Calls for more body cams have increased in the wake of Michael Brown’s killing in Ferguson. As we reported in August:
“I think body cameras are definitely a net good,” says David Harris, a law professor and police behavior expert at the University of Pittsburgh. “They are one of the most prominent technologies to come along in a long time in terms of accountability, evidence gathering, [and] in terms of, frankly, changing behavior on either side of the camera. Nothing is a silver bullet, but this has the potential to be a substantial advance.”
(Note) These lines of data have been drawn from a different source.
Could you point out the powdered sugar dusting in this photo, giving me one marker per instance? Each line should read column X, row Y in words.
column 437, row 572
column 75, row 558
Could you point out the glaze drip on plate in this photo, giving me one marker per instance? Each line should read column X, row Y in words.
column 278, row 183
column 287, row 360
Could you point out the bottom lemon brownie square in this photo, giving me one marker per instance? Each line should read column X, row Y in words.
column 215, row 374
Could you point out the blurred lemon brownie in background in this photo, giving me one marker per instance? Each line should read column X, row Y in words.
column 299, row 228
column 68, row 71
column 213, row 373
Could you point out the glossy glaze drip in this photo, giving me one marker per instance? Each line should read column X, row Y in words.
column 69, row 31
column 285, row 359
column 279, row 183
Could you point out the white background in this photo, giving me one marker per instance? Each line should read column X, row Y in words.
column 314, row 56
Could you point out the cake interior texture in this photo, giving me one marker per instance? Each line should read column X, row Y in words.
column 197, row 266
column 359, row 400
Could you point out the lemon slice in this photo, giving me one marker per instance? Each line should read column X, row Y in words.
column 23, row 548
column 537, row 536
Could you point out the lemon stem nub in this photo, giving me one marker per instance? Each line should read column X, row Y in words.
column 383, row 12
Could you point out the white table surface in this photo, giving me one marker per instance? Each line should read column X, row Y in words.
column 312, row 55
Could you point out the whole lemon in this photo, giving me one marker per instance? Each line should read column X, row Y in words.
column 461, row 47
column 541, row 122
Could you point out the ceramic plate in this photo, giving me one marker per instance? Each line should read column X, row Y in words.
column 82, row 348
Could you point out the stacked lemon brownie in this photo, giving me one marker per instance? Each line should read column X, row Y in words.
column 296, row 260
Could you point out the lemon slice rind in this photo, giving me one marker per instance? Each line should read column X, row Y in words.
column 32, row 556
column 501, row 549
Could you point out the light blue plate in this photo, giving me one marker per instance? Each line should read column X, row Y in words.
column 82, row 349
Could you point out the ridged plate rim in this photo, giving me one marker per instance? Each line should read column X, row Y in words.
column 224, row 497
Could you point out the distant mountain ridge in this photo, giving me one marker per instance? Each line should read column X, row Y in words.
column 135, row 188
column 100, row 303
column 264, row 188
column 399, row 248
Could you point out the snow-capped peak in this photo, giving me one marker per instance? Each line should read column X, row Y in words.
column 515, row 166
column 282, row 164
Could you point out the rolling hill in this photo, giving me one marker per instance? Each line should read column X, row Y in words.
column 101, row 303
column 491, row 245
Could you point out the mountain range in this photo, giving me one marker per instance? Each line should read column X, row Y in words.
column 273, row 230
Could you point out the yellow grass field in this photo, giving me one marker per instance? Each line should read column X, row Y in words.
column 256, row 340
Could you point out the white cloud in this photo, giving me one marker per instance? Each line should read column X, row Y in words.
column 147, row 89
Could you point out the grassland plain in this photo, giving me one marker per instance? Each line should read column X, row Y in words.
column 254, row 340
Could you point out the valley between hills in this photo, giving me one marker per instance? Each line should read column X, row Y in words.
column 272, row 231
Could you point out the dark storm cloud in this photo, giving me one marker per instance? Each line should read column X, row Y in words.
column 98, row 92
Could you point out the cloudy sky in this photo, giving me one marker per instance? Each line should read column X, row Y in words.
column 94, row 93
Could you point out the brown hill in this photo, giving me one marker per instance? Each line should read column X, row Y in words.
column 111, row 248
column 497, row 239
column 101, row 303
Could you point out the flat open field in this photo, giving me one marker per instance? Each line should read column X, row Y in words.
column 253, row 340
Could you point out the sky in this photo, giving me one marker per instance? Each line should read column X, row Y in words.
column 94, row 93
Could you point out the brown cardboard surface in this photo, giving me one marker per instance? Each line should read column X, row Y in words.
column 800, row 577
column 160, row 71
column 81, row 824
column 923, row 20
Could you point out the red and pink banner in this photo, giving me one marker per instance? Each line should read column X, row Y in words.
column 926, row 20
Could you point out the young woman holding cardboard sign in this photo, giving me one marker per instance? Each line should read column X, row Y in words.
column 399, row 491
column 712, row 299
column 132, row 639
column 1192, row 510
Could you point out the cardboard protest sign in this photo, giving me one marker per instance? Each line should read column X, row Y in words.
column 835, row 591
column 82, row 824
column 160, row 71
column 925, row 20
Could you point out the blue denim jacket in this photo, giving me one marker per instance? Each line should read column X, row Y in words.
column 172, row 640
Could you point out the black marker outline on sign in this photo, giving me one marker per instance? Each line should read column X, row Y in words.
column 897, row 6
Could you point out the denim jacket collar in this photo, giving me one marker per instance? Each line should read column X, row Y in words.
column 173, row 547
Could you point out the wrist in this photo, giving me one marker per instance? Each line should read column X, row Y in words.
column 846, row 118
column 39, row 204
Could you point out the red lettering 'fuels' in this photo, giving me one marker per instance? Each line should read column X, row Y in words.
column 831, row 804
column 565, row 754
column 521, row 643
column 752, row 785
Harris, who consults for law enforcement agencies on the side, points to a study by police in Rialto, California. After introducing body-worn video cameras in February 2012, that department reported an 88 percent reduction over the previous year in complaints against officers—and the use of force by its officers fell by nearly 60 percent. A separate British study of one small police department looked at data collected in 2005 and 2006 and found a 14 percent drop in citizen complaints in the six months after cameras were introduced compared to same six-month period of the previous year.
Obama’s proposal could pay for as many as 50,000 body cams but, as the Verge points out, there are 750,000 police officers in the US—and even if each of them had a body cam on it still probably wouldn’t be a panacea for police abuse. A bad cop with a body cam is still a bad cop.